Suor Lucrezia Busi (Firenze, 1435 – XVI secolo) modella, però mai sposa, di Filippo Lippi (Firenze, 23 giugno 1406 – Spoleto, 9 ottobre 1469) e madre di Filippino Lippi (Prato, 1457 – Firenze, 1504):

“A legare i due c’ erano passione, fughe, scandali e bellissimi dipinti” esordisce Claudio Cerretelli, direttore dei musei diocesani di Prato ed esperto di Lippi.

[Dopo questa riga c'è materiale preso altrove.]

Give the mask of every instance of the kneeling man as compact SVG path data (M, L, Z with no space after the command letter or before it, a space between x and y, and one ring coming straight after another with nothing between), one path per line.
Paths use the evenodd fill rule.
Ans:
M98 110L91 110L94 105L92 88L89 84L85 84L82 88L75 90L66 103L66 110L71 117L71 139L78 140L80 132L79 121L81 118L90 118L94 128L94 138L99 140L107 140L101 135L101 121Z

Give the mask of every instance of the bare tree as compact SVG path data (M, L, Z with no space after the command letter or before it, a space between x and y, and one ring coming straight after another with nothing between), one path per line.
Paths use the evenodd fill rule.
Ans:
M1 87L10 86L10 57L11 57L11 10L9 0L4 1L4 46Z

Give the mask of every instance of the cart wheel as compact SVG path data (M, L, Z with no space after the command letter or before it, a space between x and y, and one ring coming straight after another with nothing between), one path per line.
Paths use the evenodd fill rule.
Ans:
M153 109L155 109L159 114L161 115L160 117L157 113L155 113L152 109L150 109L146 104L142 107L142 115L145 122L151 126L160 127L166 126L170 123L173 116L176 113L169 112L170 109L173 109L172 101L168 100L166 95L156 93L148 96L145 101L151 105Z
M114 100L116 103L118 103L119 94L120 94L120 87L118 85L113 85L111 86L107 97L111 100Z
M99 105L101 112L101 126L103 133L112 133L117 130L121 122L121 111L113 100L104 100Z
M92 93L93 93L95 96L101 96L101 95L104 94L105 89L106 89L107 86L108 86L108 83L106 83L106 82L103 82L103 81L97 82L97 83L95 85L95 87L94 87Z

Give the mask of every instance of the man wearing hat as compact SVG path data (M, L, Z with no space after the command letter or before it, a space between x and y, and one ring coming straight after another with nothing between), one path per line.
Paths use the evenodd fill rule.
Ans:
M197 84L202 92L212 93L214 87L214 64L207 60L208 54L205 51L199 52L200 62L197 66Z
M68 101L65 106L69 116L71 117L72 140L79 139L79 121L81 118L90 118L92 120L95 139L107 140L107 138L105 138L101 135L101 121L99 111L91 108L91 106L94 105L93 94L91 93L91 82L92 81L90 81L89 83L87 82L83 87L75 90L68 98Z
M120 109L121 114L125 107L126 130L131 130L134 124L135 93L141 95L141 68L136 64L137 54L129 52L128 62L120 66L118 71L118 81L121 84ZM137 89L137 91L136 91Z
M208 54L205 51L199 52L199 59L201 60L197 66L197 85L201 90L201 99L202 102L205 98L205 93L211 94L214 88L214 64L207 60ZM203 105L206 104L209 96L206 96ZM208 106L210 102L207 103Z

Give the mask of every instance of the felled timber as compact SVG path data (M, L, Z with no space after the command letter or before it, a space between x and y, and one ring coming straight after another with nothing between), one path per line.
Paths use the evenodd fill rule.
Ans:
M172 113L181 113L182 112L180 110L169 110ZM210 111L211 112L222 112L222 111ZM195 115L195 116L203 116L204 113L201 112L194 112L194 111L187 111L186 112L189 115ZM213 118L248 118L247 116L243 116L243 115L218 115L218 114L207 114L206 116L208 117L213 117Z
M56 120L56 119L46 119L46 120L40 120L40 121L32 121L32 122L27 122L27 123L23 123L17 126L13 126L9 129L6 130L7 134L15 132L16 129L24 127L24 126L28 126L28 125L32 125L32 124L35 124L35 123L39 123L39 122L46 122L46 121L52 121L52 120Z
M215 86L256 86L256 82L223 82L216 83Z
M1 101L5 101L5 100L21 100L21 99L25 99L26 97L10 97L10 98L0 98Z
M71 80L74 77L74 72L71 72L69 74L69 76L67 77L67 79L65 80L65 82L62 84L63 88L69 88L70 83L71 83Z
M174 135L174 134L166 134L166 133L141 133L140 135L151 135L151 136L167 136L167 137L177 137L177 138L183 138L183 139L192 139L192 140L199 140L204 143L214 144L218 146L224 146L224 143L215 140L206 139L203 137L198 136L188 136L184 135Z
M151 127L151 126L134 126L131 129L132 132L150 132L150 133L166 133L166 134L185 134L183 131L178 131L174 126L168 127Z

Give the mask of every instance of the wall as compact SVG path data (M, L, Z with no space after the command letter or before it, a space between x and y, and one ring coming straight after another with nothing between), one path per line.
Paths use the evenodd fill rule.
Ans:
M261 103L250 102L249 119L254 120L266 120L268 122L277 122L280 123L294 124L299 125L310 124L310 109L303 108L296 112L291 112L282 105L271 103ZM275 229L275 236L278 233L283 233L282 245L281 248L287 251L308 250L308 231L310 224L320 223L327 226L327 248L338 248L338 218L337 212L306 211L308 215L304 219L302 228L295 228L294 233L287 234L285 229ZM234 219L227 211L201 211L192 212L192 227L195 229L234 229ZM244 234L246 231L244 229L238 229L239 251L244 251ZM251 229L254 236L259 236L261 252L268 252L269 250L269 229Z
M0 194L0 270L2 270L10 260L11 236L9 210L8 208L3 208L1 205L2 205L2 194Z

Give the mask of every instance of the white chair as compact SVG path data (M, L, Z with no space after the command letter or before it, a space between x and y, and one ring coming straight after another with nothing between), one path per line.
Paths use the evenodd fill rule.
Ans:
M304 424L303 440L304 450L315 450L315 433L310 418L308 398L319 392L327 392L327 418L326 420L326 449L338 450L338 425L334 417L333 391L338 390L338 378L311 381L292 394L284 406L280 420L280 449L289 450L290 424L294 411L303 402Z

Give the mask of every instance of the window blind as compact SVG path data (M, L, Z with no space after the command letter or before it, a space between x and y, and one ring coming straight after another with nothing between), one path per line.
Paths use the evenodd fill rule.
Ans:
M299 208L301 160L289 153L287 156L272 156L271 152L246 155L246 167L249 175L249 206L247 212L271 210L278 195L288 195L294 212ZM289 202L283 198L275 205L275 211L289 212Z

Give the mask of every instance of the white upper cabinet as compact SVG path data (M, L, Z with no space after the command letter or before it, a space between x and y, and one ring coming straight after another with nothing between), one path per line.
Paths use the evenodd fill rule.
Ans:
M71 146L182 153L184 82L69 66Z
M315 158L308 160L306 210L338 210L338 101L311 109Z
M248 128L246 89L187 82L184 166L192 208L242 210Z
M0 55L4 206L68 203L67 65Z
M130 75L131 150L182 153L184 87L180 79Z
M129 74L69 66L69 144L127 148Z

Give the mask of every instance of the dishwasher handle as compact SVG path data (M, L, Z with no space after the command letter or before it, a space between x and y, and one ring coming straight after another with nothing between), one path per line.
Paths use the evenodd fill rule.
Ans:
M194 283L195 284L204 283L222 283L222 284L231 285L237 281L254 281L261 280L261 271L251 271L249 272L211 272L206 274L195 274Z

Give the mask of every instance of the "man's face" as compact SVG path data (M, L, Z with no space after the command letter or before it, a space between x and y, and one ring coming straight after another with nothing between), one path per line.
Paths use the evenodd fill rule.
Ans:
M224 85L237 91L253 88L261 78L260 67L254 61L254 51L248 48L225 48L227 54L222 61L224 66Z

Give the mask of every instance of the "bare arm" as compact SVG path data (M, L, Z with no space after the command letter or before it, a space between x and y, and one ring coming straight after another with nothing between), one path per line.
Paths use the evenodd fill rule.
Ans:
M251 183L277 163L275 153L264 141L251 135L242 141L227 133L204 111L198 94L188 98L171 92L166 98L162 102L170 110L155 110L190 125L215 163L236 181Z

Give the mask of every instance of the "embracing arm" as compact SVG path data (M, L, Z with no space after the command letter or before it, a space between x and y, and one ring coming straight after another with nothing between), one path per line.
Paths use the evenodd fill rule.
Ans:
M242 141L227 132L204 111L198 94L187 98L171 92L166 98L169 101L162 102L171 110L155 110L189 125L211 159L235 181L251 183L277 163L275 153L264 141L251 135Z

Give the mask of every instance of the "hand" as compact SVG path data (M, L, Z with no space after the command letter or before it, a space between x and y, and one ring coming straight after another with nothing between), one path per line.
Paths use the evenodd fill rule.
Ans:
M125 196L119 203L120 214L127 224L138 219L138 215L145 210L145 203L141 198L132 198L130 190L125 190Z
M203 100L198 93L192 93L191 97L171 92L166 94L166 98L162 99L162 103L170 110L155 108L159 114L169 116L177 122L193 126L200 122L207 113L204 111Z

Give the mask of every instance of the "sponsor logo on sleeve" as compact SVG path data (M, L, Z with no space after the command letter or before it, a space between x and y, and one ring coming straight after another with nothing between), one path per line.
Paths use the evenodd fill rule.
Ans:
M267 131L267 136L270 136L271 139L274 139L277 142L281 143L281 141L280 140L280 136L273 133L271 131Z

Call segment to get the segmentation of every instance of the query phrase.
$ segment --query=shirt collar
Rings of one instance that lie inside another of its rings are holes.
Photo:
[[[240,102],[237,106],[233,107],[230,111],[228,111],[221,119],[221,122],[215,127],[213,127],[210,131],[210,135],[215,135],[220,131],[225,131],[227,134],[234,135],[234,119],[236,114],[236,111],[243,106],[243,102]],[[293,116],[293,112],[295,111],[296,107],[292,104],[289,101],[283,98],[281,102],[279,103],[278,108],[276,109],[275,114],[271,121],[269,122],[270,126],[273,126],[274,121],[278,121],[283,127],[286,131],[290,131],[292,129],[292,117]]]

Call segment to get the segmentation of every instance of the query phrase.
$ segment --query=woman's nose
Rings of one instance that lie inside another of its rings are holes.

Lucrezia Busi figlia del fiorentino Francesco Buti e di Caterina Ciacchi, era una giovane monaca dalla grande bellezza e affabilità e nel 1456 conobbe Filippo Lippi, cappellano del convento pratese di Santa Margherita di cui s’innamorò perdutamente. La loro storia d’amore  nacque nel nel monastero di Santa Caterina di Prato, dove, secondo il grande maestro Vasari, fu incontrata da Filippo Lippi che lavorava in città sulla tavola della Madonna dà la Cintola a san Tommaso. Lucrezia Buti, dalla bellezza eterea e dai capelli dorati, divenne la modella per santa Margherita (a sinistra del dipinto originale).

Dopo averla fatta posare per la pala, Filippo la convinse a fuggire dal convento, in occasione della processione della Sacra Cintola, portandola a vivere nella sua casa acquistata a Prato.

Lei, come Filippo, era stata vittima della monacazione forzata dovuta alla povertà della sua famiglia e dovette essere ben lieta di abbandonare, venendo in primo momento seguita anche dalla sorella Spinetta e da tre consorelle, le quali però, a differenza di Lucrezia, tornarono presto in monastero per placare lo scandalo suscitato.

Solo un anno dopo Lucrezia darà alla luce il primo figlio, Filippino (futuro artista e alunno dell’immortale Sandro Botticelli) e sarà solo per l’intercessione della famiglia Medici, grazie a Cosimo il Vecchio, che papa Pio II concederà ai due nel 1461 lo scioglimento dei voti. Seppur la loro relazione destò molto scandalo all’epoca e l’approvazione della chiesa venne sempre osteggiata in tutti i modi possibili dalla curia il loro amore non venne mai meno.

Il Lippi non sposerà mai Lucrezia (il Vasari riporta la notizia che i due non si sposeranno mai, perché Filippo preferiva fare “di sé e dell’appetito suo” come gli pareva) ma trasformerà la sua amata consorte in una modella immortale dei suoi dipinti, dalla Salomè del ciclo di Prato alla Lippina degli Uffizi, che darà vita ad un vero e proprio genere copiato per secoli.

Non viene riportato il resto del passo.